The ‘Good/Bad Immigrant’
We have been fed the idea that there are ‘good’ and ‘bad’ immigrants. How can a person be inherently ‘good’ or ‘bad’ based on their nationality, race, religion, level of success or methods of entering a country? Immigrants that ‘succeed’ and suppress their culture are accepted by their host countries and seen as ‘good’ immigrants. On the other hand, ‘bad’ immigrants are the ‘job thieves’ and ‘unskilled benefit-stealers’. Joe Zadeh wrote in an article for Vice UK that when his Iranian dad was a taxi driver in 1980s England, he faced racial abuse, like shouting on streets and getting punched in pubs. When his dad became a teacher, however, his “otherness had been abruptly turned down”. He had gone from a resource-stealing, dangerous, unwelcome immigrant to an accepted immigrant. In the UK, migrant workers wishing to get a Visa must qualify for 70 points. You receive points from speaking good English, receiving a job offer for a skilled job from an approved employer, and other factors that apparently make a “skilled worker”. Why are immigrants only being valued on their productivity and skills (which are subjective anyway) instead of just being valued as people?
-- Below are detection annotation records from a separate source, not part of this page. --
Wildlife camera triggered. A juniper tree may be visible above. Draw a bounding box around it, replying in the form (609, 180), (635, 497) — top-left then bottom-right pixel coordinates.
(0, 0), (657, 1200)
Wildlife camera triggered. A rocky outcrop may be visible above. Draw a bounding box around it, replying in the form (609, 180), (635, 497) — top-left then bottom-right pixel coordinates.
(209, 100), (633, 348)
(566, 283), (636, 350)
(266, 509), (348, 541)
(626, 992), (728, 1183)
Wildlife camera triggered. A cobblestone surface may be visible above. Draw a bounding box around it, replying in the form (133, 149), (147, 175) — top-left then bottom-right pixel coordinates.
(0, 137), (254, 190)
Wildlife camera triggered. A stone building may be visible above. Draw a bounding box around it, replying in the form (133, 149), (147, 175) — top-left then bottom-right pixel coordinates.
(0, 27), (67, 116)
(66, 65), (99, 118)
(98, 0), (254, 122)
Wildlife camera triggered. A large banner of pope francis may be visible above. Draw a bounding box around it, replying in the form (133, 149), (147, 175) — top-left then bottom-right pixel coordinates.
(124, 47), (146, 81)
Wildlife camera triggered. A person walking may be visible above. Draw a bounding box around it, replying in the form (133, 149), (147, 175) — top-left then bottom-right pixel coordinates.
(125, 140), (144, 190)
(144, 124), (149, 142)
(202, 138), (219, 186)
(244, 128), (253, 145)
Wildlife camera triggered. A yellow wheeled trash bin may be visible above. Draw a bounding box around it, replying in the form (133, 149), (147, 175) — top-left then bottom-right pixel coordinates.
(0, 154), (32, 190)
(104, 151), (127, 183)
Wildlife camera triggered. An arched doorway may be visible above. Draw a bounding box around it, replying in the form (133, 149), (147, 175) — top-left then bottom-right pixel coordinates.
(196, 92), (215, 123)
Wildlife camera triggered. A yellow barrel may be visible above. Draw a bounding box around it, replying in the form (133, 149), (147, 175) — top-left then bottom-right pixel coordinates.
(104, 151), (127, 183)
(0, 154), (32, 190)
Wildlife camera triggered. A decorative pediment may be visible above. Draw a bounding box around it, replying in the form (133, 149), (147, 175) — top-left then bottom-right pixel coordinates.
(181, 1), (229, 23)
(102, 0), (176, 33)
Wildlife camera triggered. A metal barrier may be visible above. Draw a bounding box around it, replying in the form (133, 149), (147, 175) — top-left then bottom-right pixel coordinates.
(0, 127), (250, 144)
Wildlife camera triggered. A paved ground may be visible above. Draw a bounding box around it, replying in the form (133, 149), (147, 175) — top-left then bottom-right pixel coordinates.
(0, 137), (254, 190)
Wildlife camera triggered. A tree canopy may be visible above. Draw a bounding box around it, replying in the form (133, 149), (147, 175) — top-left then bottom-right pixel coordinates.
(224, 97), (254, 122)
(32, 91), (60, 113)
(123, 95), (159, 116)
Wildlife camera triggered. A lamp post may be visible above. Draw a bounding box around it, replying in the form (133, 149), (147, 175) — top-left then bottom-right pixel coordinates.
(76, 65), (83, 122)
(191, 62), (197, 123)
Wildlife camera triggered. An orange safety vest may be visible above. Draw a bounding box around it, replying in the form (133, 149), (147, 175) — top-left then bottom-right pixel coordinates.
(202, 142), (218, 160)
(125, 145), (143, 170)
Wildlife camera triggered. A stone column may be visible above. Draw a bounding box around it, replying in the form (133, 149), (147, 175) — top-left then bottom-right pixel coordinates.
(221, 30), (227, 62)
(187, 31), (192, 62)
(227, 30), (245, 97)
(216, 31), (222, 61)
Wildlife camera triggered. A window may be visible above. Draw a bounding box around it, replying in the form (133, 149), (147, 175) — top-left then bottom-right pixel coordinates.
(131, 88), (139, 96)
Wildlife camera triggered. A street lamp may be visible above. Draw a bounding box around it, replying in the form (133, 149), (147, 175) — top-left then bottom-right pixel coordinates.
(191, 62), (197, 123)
According to the Migration Observatory, non-EU-born immigrants in the UK were more than 2x as likely to have faced discrimination for “nationality, religion, language, race or ethnicity, compared to EU-born migrants.” People of colour especially are constantly made to justify their space and existence in order to be treated with respect. Many immigrants of colour, or their children, constantly feel as though they need to excel at school or work to prove they deserve a place at the table. Especially after Brexit, many immigrants feel even more unsafe and unwelcome in the UK.
The idea that there are ‘good’ and ‘bad’ immigrants can also divide migrant communities, making many believe they are better/worse than others based on whether or not they ‘work hard’ and keep their heads down. 91% of migrants (as stated by the Migration Observatory) believe foreign-born people can get ahead if they work hard. Furthermore, the ‘good immigrants’ are the ones that often just accept racial abuse, and ‘don’t cause a scene’, as though that is the consequence we have to accept.
Additionally, wealthy and often white immigrants are usually classified as expats. This term creates a sense of superiority- like socioeconomic status and race separate you from being an immigrant. Where you are born is luck and does not give you more entitlement and authority over anyone else.